Dramatic economic and international business changes are making trust more important and more elusive. Trust is necessary in any marketplace. The hypothesis is that a world completely devoid of trust can only exist in our imagination -- people cannot survive without trusting each other. Yet the competitive environment that makes trust more important is also making it more difficult to sustain.

Trust can be defined as the belief that those we depend upon will meet our expectations of them. The word trust is derived from the German word trost which suggests comfort. Trust is, therefore, partly based on faith in a sense that those being trusted are both willing and able to meet our needs.

Confidence, however, is more the result of specific knowledge and is built on reason and fact. Trust is more than simple confidence and less than blind faith.

The key components for building trust are achieving results, acting with integrity and demonstrating concern.

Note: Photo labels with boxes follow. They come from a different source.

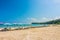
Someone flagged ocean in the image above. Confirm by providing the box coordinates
[0,24,48,28]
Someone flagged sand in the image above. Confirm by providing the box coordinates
[0,25,60,40]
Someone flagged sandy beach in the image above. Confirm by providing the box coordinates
[0,25,60,40]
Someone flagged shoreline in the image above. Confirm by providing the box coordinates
[0,25,60,40]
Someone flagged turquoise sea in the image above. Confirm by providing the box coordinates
[0,24,48,28]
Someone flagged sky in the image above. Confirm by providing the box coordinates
[0,0,60,23]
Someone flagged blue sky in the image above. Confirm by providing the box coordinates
[0,0,60,23]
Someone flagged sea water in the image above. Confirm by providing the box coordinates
[0,24,48,28]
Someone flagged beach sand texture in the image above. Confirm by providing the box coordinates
[0,25,60,40]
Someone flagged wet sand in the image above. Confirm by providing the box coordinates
[0,25,60,40]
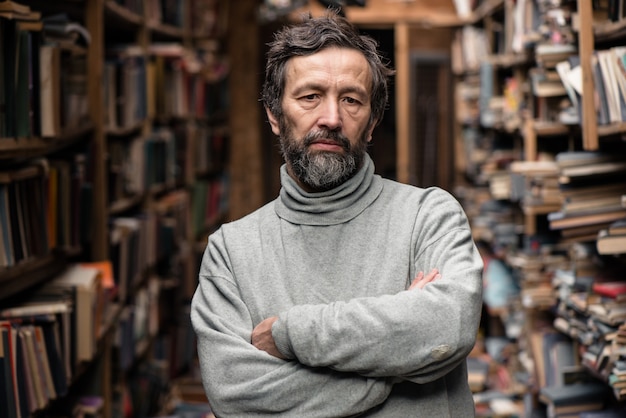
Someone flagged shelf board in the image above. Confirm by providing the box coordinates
[533,120,571,136]
[598,122,626,136]
[0,124,93,159]
[104,0,144,26]
[0,253,66,300]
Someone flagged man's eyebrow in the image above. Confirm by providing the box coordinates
[292,83,367,97]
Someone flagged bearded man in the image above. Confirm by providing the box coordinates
[191,13,483,418]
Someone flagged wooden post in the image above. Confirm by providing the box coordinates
[85,0,109,260]
[394,22,411,183]
[228,0,263,219]
[578,0,599,151]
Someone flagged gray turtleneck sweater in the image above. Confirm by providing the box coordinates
[191,157,482,418]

Anthropological and sociological studies have shown that networking is more easily established among members of the same family, tribe or culture.

The well-known distinction between old Greeks and non-Greeks -- or "barbarians" -- is a case in point. Richard Rorty, a contemporary American philosopher, goes so far as to state that compassion and trust is limited to those with close ties. Or more broadly expressed: To trust somebody you are familiar with is easier than with somebody unknown from another tribe or culture.

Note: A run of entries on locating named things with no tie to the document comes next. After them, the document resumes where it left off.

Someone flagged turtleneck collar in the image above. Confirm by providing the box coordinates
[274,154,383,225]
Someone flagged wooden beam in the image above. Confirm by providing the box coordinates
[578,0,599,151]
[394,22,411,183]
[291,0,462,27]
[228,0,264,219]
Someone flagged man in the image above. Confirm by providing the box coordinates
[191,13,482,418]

Networking is a characteristic or feature rather than the basis of trust. Trust means that a party, whether belonging to the same culture or same community, believes that another party will value its commitments.

Historically, economies have grown the fastest within closely- tied communities. Trade among the members of the Association of Southeast Asian Nations has grown dramatically over the last decade.

In economic terms, it is quite obvious that almost any transaction is based on a certain amount of trust. The so-called prisoner's dilemma has proven the trade-off between trust, loyalty and cheating.

The utilization of trust in business is definitely more lucrative even from a pure economic point of view. Trust indeed leads to extensive relationships and consequently to networking.

Moreover, trust in somebody will likely benefit that person by increased economic transactions.

Many Western and non-Asian examples could be given where networking is a sine qua non for any business deal. The Chinese term guanxi, networking, also plays a major and quite unique role in obtaining business in Asia.

But it is not always as efficient as Widyahartono proclaims. Networking which is not entirely based on business principles could easily fall prone to nepotism which often can become counterproductive.

Although trust in business transactions is assumed to be essential to any business deal, economists and versed consultants are aware of the dangers of exclusively relying on already established networks as the sole basis for business practices.

Empirical studies would prove the opposite of what many consider healthy practices to attain long-term growth or real efficiency. Recognizing this, the Indonesian central bank has limited borrowing between closely connected groups because kinship is not always the best guide for the most efficient or sound business decisions.

There are many examples in which corruption, resulting from excessive deference between partners with close ties, resulted in economic disasters -- though sometimes the individuals responsible did indeed extraordinarily benefit from it.

These practices surely do not positively impact efficiency and economic growth.

The writer is the managing partner of Cimad Pacific Consultants Ltd, Jakarta.